Get number of symbols in codebook.

Returns:: Number of symbols stored

property is_reversible: bool¶

PositionBindingEncoder supports approximate decoding.

Returns:: True (approximate decoding available)

property compatible_models: List[str]¶

Works with all VSA models that support permutation.

Returns:: List of all model names

__repr__() → str[source]¶: String representation.

class holovec.encoders.NGramEncoder(model: VSAModel, n: int = 2, stride: int = 1, mode: str = 'bundling', codebook: Dict[str, Any] | None = None, auto_generate: bool = True, seed: int | None = None)[source]¶

Bases: SequenceEncoder

N-gram encoder for capturing local sequence patterns using sliding windows.

Based on Plate (2003), Rachkovskij (1996), and Kleyko et al. (2023) Section 3.3.4.

Encodes sequences by extracting n-grams (sliding windows of n consecutive symbols) and encoding each n-gram compositionally:

For sequence [A, B, C, D] with n=2, stride=1: - Extract n-grams: [A,B], [B,C], [C,D] - Encode each n-gram using position binding - Combine via bundling or chaining

Two encoding modes:

Bundling mode (bag-of-ngrams): encode(seq) = bundle([encode_ngram([A,B]), encode_ngram([B,C]), …]) - Order-invariant across n-grams (but preserves within n-gram) - Good for classification (e.g., text categorization) - Similar to bag-of-words but with local context
Chaining mode (ordered n-grams): encode(seq) = Σᵢ bind(encode_ngram(ngramᵢ), ρⁱ) - Order-sensitive across n-grams - Good for sequence matching - Enables partial decoding

n¶: Size of n-grams (1=unigrams, 2=bigrams, 3=trigrams, etc.)

stride¶: Step size between n-grams (1=overlapping, n=non-overlapping)
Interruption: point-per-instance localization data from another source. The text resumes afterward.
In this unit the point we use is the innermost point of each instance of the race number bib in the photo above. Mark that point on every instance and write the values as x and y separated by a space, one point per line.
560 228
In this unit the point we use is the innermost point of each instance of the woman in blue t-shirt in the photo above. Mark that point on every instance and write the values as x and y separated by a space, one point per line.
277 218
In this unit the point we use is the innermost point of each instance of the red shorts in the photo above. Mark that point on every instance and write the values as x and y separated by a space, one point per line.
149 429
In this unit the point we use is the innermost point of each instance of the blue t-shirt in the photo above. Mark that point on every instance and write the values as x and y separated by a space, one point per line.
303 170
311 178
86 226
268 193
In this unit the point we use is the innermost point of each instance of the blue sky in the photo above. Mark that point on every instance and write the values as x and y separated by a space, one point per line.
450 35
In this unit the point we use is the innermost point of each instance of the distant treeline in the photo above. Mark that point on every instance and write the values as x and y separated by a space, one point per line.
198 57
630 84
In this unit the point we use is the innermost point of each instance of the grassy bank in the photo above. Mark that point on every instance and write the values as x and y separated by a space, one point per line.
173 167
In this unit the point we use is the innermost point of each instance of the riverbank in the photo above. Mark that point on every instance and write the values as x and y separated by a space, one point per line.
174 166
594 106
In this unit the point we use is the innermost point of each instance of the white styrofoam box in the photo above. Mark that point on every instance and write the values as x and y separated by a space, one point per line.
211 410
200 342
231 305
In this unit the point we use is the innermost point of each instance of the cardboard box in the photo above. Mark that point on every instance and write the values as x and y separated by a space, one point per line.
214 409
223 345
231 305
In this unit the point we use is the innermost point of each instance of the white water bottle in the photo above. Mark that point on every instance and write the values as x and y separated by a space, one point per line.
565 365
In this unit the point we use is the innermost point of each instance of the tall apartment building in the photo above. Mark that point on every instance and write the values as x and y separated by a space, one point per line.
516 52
mode¶: ‘bundling’ or ‘chaining’

ngram_encoder¶: Internal PositionBindingEncoder for individual n-grams

Example

>>> model = VSA.create('MAP', dim=10000)
>>> encoder = NGramEncoder(model, n=2, stride=1, mode='bundling')
>>>
>>> # Encode text as bigrams
>>> seq = ['the', 'cat', 'sat', 'on', 'mat']
>>> hv = encoder.encode(seq)  # Bigrams: [the,cat], [cat,sat], [sat,on], [on,mat]
>>>
>>> # Similar text has high similarity
>>> seq2 = ['the', 'cat', 'sat', 'on', 'hat']
>>> hv2 = encoder.encode(seq2)  # Shares 3/4 bigrams
>>> model.similarity(hv, hv2)  # High similarity

Initialize n-gram encoder.

Parameters:

model – VSA model instance
n – Size of n-grams (must be >= 1)
stride – Step between n-grams (must be >= 1)
mode – ‘bundling’ for bag-of-ngrams or ‘chaining’ for ordered n-grams
codebook – Optional pre-defined symbol → hypervector mapping
auto_generate – Auto-generate vectors for unknown symbols
seed – Random seed for symbol vector generation

Raises:

ValueError – If n < 1, stride < 1, or mode is invalid

__init__(model: VSAModel, n: int = 2, stride: int = 1, mode: str = 'bundling', codebook: Dict[str, Any] | None = None, auto_generate: bool = True, seed: int | None = None)[source]¶

Initialize n-gram encoder.

Parameters:

model – VSA model instance
n – Size of n-grams (must be >= 1)
stride – Step between n-grams (must be >= 1)
mode – ‘bundling’ for bag-of-ngrams or ‘chaining’ for ordered n-grams
codebook – Optional pre-defined symbol → hypervector mapping
auto_generate – Auto-generate vectors for unknown symbols
seed – Random seed for symbol vector generation

Raises:

ValueError – If n < 1, stride < 1, or mode is invalid

encode(sequence: List[str | int]) → Any[source]¶

Encode sequence using n-gram representation.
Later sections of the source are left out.